Relação entre motorista e concessionária de rodovia é de consumo. Assim, a empresa fornecedora responde pelos danos, independentemente da culpa. Com esse entendimento, a 3ª Turma do Superior Tribunal de Justiça condenou a Concessionária Rio – Teresópolis (CRT) a pagar R$ 120 mil de indenização por danos morais para José Guilherme Leonel de Rezende Forster. A mãe de Leonel morreu no dia 4 de agosto de 1996 porque o carro que viajava colidiu com um animal solto na pista.

O STJ restabeleceu a sentença de primeira instância, reformada pelo Tribunal de Justiça do Rio de Janeiro. O TJ entendeu pela inexistência de nexo de causalidade e isentou a CRT de qualquer responsabilidade sobre o acidente.

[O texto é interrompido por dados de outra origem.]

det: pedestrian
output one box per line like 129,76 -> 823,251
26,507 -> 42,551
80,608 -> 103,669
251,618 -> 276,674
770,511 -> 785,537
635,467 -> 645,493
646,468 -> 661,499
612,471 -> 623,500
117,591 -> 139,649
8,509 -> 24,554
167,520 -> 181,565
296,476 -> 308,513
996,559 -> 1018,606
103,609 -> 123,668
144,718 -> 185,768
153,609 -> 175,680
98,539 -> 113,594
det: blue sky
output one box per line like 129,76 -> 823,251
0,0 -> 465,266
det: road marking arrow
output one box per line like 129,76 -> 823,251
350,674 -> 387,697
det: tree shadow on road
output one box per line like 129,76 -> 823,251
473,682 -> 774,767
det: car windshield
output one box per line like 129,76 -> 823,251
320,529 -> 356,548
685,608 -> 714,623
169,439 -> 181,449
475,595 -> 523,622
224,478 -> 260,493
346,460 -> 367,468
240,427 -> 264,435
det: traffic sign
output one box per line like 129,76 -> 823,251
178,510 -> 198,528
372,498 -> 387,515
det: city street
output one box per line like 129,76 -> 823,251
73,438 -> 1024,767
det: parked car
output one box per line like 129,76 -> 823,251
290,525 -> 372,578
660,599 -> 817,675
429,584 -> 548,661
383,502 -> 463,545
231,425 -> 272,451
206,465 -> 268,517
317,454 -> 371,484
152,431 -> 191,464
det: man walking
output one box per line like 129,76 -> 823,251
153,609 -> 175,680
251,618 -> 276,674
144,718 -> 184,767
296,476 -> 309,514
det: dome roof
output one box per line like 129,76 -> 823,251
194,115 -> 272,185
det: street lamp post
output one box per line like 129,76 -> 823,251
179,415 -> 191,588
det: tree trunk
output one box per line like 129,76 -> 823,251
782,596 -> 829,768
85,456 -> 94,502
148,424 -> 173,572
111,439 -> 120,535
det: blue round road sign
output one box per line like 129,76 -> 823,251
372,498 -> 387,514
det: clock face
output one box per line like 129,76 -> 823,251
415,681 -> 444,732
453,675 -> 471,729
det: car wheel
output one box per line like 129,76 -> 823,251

Para os desembargadores, não há obrigação legal ou contratual de a concessionária impedir o acesso de animais à pista. Para eles, a obrigação legal de recolhê-los da estrada é da Polícia Rodoviária. O TJ do Rio também considerou descabida a tese de que, com base no Código de Defesa do Consumidor, haveria responsabilidade objetiva da concessionária no acidente por má prestação do serviço.

O relator do caso no Superior Tribunal de Justiça, ministro Castro Filho, considerou o contrário. Para ele, valem para as concessionárias de serviços públicos os mesmos critérios de responsabilidade do ente público que substituem. “Sendo assim, não há como se afastar a relação consumerista existente entre a empresa concessionária e os usuários de seus serviços, uma vez que as partes presentes neste tipo de contrato se submetem aos princípios definidos pelo Código de Defesa do Consumidor”, destacou.

O relator também transcreveu em seu voto trecho da obra Programa de Responsabilidade Civil, de Sérgio Cavalieri Filho, e o caput do artigo 14 do CDC – “o fornecedor de serviços responde, independentemente da existência de culpa, pela reparação dos danos causados aos consumidores por defeitos relativos à prestação de serviços, bem como por informações insuficientes ou inadequadas sobre sua fruição e riscos”.

Resp 647.710

Leia a íntegra da decisão

RECURSO ESPECIAL Nº 647.710 – RJ (2004/0060056-0)

RECORRENTE : JOSÉ GUILHERME LEONEL DE REZENDE FORSTER ADVOGADO : MARCELO HENRIQUES RIBEIRO DE OLIVEIRA E OUTROS

RECORRIDO: CONCESSIONÁRIA RIO-TERESÓPOLIS S/A – CRT

ADVOGADO: JOÃO CARLOS MIRANDA GARCIA DE SOUSA E OUTROS

RELATÓRIO

O EXMO. SR. MINISTRO CASTRO FILHO(Relator): Cuida-se de recurso especial interposto, com fulcro em ambas as alíneas do permissivo constitucional, por JOSÉ GUILHERME LEONEL DE REZENDE FORSTER contra acórdão do Tribunal de Justiça do Estado do Rio de Janeiro, assim ementado:

“AÇÃO ORDINÁRIA DE INDENIZAÇÃO POR DANOS MORAIS. Colisão de veículo automotor com animal de porte em estrada administrada por concessionária. Não há obrigação legal ou contratual de a concessionária impedir o acesso de animais à pista de rolamento. Inexiste responsabilidade objetiva, visto que o risco assumido pela concessionária decorre dos termos do contrato. Responsabilidade do dono do animal pelos danos por ele causados. Obrigação legal de sua retirada da pista de rolamento por parte da Polícia Rodoviária. Inexistência de nexo causal. Descabimento de responsabilidade pela concessionária. Sentença que se reforma.”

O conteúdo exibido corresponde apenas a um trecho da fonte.